2月25日に東京マラソンが開催された。近年は中国でも人びとの健康意識が高まっており、市民ランナーも増えていることから各地でマラソン大会が開催されているが、中国人ランナーたちにとって東京マラソンはぜひとも参加してみたい大会であると同時に、さまざまな点で「敬服させられる」大会なのだという。

 香港メディアの鳳凰網はこのほど、過去の東京マラソンに参加した中国人ランナーの見解として、東京マラソンは「参加してこそ、その凄さを実感でき、参加してこそ中国のマラソン大会がいかに国際レベルからかけ離れているかがわかる」と論じる記事を掲載した。

 記事は、東京マラソンは「ワールドマラソンメジャーズ」に数えられる世界的な大会であることを指摘しつつ、ワールドマラソンメジャーズに加入したのは2013年と、ワールドマラソンメジャーズのなかでもっとも「若い大会」であるにも関わらず、今や世界で高い評価を得ている大会の1つになったと指摘。そして、高い評価を支えている存在の1つが運営面の質であるとし、現場のボランティアは非常によく訓練されているうえ、参加ランナーは荷物を預けて実際に走り出すまで、「混雑によるストレスを一切感じずに済む」と紹介したほか、3万人以上のランナーがいるにもかかわらず、スタート地点は非常に静かで、「その静けさには恐怖感すら感じるほど」だと論じた。

 また、これだけ多くのランナーが参加するとなると、給水やトイレが問題になりがちだが、東京マラソンでは給水所が数多く設置されているうえに紙コップが投げ捨てられたまま放置されることもなく、トイレも1キロメートルあたりに2ー3カ所は設置されていて、走っている最中に頭をあげればトイレの標識がすぐ目に入るよう配慮されていると紹介。
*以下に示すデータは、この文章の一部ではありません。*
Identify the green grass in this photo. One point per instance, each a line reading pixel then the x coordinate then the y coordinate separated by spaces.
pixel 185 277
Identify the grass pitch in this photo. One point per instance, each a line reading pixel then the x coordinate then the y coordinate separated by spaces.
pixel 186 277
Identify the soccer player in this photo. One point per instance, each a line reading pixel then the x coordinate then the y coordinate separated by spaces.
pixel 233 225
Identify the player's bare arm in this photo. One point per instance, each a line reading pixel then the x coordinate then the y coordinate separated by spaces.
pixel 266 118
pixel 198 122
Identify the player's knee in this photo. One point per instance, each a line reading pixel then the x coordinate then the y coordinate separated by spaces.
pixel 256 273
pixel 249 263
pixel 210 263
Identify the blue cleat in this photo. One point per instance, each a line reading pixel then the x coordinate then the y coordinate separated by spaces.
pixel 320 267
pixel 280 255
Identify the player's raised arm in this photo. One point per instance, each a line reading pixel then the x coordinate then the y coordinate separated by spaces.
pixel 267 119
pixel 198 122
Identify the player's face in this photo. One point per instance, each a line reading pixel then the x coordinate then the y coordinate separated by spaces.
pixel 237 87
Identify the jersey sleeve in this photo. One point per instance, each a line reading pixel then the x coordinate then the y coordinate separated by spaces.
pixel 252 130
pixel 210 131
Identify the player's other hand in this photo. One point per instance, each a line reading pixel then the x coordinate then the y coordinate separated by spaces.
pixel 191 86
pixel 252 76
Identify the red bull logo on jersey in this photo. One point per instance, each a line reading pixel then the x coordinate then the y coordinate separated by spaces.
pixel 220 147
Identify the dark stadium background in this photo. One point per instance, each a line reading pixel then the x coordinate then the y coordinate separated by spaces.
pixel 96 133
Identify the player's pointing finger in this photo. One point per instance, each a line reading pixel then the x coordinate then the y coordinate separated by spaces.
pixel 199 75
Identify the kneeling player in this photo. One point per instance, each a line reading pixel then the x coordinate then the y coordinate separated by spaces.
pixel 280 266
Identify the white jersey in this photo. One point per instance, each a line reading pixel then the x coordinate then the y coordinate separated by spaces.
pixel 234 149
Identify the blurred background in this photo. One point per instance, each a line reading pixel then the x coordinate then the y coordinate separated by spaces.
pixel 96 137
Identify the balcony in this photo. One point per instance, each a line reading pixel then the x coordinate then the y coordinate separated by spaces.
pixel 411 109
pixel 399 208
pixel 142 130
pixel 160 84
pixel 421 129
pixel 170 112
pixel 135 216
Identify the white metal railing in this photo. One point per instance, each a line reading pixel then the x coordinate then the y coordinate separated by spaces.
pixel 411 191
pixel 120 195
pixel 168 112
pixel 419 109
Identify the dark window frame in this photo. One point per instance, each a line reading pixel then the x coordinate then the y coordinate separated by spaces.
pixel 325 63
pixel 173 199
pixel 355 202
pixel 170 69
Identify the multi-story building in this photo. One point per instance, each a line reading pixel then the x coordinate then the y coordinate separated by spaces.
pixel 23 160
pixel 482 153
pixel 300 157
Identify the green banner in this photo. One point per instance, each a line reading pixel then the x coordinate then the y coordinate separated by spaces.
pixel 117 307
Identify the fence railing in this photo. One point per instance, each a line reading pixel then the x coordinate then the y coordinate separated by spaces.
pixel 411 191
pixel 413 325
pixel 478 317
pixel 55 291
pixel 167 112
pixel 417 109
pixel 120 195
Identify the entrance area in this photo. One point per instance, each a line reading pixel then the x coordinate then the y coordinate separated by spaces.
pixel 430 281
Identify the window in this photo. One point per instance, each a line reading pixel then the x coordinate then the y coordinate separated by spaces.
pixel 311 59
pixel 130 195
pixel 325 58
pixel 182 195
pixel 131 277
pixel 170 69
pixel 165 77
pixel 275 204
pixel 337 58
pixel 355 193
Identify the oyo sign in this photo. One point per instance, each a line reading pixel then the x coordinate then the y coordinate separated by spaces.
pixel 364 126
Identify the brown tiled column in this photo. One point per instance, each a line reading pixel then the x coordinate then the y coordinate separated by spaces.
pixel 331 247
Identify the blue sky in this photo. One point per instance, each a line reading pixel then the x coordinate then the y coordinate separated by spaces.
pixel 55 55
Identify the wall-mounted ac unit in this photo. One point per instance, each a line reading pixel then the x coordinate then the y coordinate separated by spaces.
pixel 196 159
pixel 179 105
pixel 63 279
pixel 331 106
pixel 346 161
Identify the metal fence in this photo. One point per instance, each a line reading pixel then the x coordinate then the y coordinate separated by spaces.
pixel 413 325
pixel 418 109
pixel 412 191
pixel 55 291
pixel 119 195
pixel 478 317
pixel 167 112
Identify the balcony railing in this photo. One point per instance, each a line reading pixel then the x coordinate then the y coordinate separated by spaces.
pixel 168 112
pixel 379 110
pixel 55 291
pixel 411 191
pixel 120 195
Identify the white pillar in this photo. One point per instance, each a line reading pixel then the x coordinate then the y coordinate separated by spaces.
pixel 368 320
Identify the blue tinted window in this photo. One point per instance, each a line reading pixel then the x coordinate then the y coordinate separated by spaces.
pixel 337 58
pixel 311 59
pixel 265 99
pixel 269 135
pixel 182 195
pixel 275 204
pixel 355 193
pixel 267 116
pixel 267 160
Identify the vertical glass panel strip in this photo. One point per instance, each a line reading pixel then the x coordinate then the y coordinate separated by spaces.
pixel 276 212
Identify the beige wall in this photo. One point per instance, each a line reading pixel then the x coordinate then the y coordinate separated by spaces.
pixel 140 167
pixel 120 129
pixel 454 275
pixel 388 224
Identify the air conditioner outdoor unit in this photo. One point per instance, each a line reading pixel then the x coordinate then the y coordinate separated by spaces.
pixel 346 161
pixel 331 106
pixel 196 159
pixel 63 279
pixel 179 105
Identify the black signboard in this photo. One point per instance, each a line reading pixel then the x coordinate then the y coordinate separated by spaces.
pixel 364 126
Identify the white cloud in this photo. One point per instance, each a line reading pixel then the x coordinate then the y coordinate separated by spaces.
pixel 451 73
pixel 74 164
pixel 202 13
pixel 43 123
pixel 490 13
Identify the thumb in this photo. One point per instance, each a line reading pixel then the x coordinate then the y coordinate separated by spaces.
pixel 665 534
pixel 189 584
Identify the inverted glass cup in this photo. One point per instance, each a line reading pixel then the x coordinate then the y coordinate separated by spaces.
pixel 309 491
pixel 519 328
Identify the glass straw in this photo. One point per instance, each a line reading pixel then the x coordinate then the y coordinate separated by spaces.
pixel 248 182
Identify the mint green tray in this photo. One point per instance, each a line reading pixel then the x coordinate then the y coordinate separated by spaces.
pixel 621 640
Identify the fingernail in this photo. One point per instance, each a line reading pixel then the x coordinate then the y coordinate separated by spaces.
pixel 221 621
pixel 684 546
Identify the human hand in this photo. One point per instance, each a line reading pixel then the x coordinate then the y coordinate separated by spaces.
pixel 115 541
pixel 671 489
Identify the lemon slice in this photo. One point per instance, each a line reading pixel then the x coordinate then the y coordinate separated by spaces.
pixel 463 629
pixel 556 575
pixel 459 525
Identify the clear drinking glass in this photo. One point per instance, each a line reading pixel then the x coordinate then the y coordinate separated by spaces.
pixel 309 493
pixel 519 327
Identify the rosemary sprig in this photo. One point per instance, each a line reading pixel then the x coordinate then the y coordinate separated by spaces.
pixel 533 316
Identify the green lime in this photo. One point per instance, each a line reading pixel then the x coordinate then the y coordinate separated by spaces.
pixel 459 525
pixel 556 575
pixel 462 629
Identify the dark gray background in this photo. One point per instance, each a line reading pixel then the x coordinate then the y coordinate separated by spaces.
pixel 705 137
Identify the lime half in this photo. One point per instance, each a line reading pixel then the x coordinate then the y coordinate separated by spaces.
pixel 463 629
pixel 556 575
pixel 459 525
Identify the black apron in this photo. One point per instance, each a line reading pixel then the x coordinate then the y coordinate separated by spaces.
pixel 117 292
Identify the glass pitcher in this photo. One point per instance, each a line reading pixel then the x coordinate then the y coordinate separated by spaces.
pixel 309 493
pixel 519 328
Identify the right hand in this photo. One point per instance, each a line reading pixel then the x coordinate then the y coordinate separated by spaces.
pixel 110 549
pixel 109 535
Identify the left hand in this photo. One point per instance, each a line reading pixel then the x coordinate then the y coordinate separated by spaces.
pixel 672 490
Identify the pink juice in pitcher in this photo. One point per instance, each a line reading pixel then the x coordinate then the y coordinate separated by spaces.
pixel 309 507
しかも、コースからトイレに向かう道で迷うことのないよう、ボランティアがわかりやすく誘導してくれるのは感動的であるとした。

 さらに記事は、沿道で応援してくれる人びと、ゴール地点に設置された足湯、トイレ内に完備されたトイレットペーパーなどの存在も指摘したうえで、東京マラソンは「粗さがしをしようとしても、批判できる点が見つからない」と伝え、「東京マラソンに参加すれば、歴史問題を理由にどれだけ日本が憎たらしくとも、尊敬の念が生じ、敬服せざるを得ない気持ちになるはずだ」と論じている。(編集担当:村山健二)(イメージ写真提供:123RF)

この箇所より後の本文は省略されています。